一般に、フレキソ印刷やグラビヤ印刷において水性インキが、環境対応インキとして、知られているいるが、今回使用された水溶性インキは、全く異なった技術である。
水性インキは、原料にアルコール系のVOC発生原因となる化学物質が使用されているのに対して、水溶性インキは、インキ中にもVOC発生成分は含まれず、またVOCを発生しない水系洗浄液を使用することで、ローラー等の洗浄時にもVOCを発生しない究極の環境対応印刷、まさに夢の環境対応印刷である。

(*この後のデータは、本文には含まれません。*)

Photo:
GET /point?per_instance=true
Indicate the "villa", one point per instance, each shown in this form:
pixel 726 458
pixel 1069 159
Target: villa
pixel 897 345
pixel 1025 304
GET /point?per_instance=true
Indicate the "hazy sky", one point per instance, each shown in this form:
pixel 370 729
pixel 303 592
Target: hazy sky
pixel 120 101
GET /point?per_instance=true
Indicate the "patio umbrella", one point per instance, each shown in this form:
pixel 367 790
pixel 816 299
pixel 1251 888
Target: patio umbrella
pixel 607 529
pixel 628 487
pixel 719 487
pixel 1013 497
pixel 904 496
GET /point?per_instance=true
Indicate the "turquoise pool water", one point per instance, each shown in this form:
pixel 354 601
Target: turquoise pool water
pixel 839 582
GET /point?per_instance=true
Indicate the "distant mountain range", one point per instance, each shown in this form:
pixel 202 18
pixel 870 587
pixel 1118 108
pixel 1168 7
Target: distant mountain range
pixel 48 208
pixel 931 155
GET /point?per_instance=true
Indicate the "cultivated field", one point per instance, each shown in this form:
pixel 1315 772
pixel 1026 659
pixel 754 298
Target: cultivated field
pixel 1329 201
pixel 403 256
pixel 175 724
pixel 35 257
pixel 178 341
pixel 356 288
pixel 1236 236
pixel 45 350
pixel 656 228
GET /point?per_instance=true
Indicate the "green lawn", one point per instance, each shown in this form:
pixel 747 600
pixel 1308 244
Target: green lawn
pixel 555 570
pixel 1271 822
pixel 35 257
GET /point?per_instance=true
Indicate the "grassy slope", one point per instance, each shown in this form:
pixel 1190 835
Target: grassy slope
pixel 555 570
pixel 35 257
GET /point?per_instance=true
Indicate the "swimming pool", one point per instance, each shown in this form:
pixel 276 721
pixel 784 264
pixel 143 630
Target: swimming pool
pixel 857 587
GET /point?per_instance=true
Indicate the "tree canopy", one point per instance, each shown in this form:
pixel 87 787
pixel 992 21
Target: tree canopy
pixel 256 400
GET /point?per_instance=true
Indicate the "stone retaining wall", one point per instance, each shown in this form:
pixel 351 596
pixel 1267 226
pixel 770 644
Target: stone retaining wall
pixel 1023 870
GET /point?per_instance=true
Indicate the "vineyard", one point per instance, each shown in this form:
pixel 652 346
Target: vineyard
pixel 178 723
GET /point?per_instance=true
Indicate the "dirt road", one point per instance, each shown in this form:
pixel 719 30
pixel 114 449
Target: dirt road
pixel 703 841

3W印刷実演風景(ハイデルベルグスピードマスターXL105-6)
実演はハイデルベルグ製の「スピードマスターXL105-6+LX」を使用し、白厚紙への4色印刷と、全面銀インキで印刷した用紙への4色印刷が行われた。着肉性や乾燥性など、通常のUVインキと同等の性能・作業性が確認できる実演であった。
特筆すべきは、3Wインキの環境性能である。印刷後のローラー洗浄では、VOCフリーの水系洗浄液では、洗浄時も洗浄前と同じ45pppm程度のVOC濃度を示したのに対し、通常の洗浄液を使用した洗浄では、一気に1000ppm~1200ppmまでVOC濃度が上昇した。
このVOCフリー印刷システムは、商印やパッケージ印刷に加えて軟包装印刷への採用を目標に技術開発をしているとのことであった。
3Wインキについては、IGAS2018でも、紹介される予定である。